Triturus vulgaris graecus (Wolterstorff, 1905)
Order Caudata
Family Salamandridae
Conservation status: in Bulgaria: Vulnerable VU [D2], BDA-III; International: IUCN-LC, BeC-III.
General distribution. The subspecies T. v. graecus is a Balkan endemic. It inhabits Greece, the Ionian islands, Albania, Macedonia, Montenegro, Southern Bosnia and Herzegovina, the far southern regions of Croatia and the southwestern corner of Bulgaria.
Distribution and abundance in Bulgaria. It has only been registered around the villages of Levunovo (Sandanski municipality) [1], General Todorov and Marikostenovo (Petrich municipality). Only some individuals have been found in each of the three habitats. There are no data about its numbers before 1985.
Habitats. A grassy puddle with stagnant water, 20 – 40 cm deep (the village of Levunovo); pools in the stony bed of a stream in a rocky locality overgrown with bushes (the village of General Todorov); a canal connected with the river Struma (the village of Marikostenovo). The altitude of the habitats is about 120 – 170 m.

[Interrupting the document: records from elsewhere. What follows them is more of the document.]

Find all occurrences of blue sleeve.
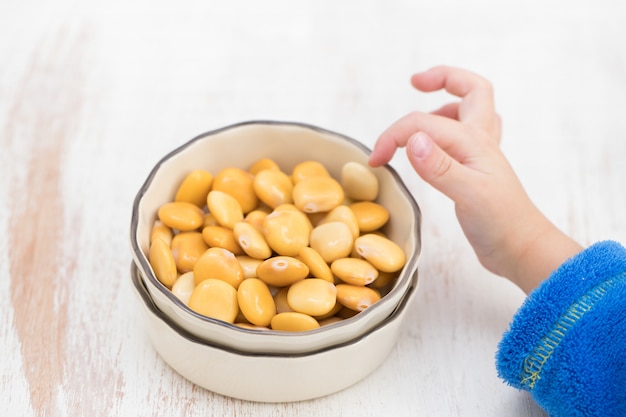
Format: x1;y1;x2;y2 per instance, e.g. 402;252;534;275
496;241;626;417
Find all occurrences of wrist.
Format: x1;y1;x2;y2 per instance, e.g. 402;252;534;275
507;213;583;294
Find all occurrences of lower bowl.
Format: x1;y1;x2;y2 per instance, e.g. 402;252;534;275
131;264;418;402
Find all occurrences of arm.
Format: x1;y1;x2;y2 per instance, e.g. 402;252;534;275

Biology. There are no data about the subspecies. The nominal subspecies T. v. vulgaris, which is widely distributed in Bulgaria, inhabits mainly clear stagnant water basins with abundant underwater vegetation. Fertilization is internal. It lays from several tens to about 300 eggs singularly on the underwater plants. Metamorphosis is after 60 – 80 days. The adult ones leave the water around the end of May. On the ground they feed only during the night on small invertebrates. In the autumn they enter the water again, and winter there. The young ones (during the drying of the water basins – and the adult ones) winter on the ground.
Similar species. It differs from the nominal subspecies T. v. vulgaris by the fibre-like excrescence at the end of the tail during the reproductive season and by its non jagged longitudinal back crest, which in the nominal subspecies is jagged in a saw-like manner.
Negative factors. Unknown. Probably drying up and the pollution of the water basins inhabited.
Conservation measures taken. The habitat near the village of General Todorov falls within a zone of the European Natura 2000 ecological network.
Conservation measures needed. Protection against drying up and pollution of the known water basins inhabited; studying other water basins in the Petrich-Sandanski valley and declaration of some of them protected; control over the activities of the collectors of animals.
References. 1. Obst & Geissler, 1982.